Arrowhead Central Credit Union, an NCUA conservatorship that has been shrinking for months, is now closing eight of its California branches by year end.
The eight include six located in Stater Bros. Market stores plus two others in the San Bernardino area where the ailing $720 million CU has its headquarters.
There long has been speculation Arrowhead's serious financial problems and asset spinoffs, climaxed by the agency conservatorship June 25, would eventually lead to a purchase-assumption deal, but none has been forthcoming so far.
In a statement cleared through the NCUA, Arrowhead did say that its interim management has sharply reduced operating expenses by more than 30% from a year ago "while also reducing and eliminating some member fees including loan application fees."
The closing of the branches follows the sale this summer of four other branches to Alaska USA FCU of Anchorage.
The six Stater branches are in Loma Linda, Beaumont, Wildomar, San Bernardino, Fontana and Corona.

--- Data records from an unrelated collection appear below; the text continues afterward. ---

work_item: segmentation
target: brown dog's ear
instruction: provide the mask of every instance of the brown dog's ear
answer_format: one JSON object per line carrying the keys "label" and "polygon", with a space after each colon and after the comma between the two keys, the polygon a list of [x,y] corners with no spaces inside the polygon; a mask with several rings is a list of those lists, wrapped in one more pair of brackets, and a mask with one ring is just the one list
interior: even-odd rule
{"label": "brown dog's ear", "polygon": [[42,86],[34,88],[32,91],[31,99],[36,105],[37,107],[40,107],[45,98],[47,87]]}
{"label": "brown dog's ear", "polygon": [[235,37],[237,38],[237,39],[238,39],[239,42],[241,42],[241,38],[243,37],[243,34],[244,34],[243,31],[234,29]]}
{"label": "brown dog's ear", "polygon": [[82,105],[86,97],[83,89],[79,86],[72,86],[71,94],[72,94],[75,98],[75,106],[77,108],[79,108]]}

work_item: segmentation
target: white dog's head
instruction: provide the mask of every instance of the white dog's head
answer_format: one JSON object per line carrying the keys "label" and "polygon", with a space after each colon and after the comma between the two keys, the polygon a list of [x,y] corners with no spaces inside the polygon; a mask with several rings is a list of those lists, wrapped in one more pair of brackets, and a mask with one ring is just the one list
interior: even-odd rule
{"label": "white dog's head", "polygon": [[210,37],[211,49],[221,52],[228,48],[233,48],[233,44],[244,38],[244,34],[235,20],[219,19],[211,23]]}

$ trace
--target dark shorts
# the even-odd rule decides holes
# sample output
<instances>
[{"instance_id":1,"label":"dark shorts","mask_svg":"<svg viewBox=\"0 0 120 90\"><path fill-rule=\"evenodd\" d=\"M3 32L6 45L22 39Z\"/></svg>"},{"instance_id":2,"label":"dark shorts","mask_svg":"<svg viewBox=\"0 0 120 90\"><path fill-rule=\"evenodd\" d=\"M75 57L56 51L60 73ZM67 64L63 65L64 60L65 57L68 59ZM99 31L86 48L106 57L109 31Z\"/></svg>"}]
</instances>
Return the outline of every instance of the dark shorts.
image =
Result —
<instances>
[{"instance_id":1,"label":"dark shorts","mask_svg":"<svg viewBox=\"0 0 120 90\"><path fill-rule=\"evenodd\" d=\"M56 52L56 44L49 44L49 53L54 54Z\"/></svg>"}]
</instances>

Two other full-service facilities in San Bernardino and Norco will also be closing.
At one time Arrowhead had 29 branches in southern California. It now has 11.
At those remaining 11 branches, Arrowhead said it would be expanding hours to accommodate members of the closed facilities.
Kay Woods, Arrowhead's interim CEO appointed by NCUA, acknowledged in the statement that the branch closings reflect "this difficult business environment" but the action is necessary "to improve our infrastructure and service delivery options" in an overall program to restore profits.
"We want our members to know that their money is safe and the great service they are used to will be enhanced as we move forward," she said.
Arrowhead, which lost $47.8 million in 2009, for the first nine months reported a $3.8 million loss. Its net worth stood at 3.25%.
Arrrowhead's fate has also been fodder for the local media, which has frequently quoted ousted CEO Larry Sharp complaining that the NCUA conservatorship was totally unwarranted given the circumstances of the recession and comparable condition of other southern California CUs.
Sharp, now a college faculty member, had specifically questioned the $50 million set aside for potential loan losses and again accused the NCUA of regulating the credit union as if it were still 2009. "Why do you need to have $50 million out there? That's just, excuse me, ridiculous," Sharp told a San Bernardino reporter.
The NCUA has maintained the loan losses and potential write-downs were serious enough to warrant its action.
Regarding the branch closings, NCUA said last week the agency remains committed to maintaining uninterrupted, high-quality service to Arrowhead's members.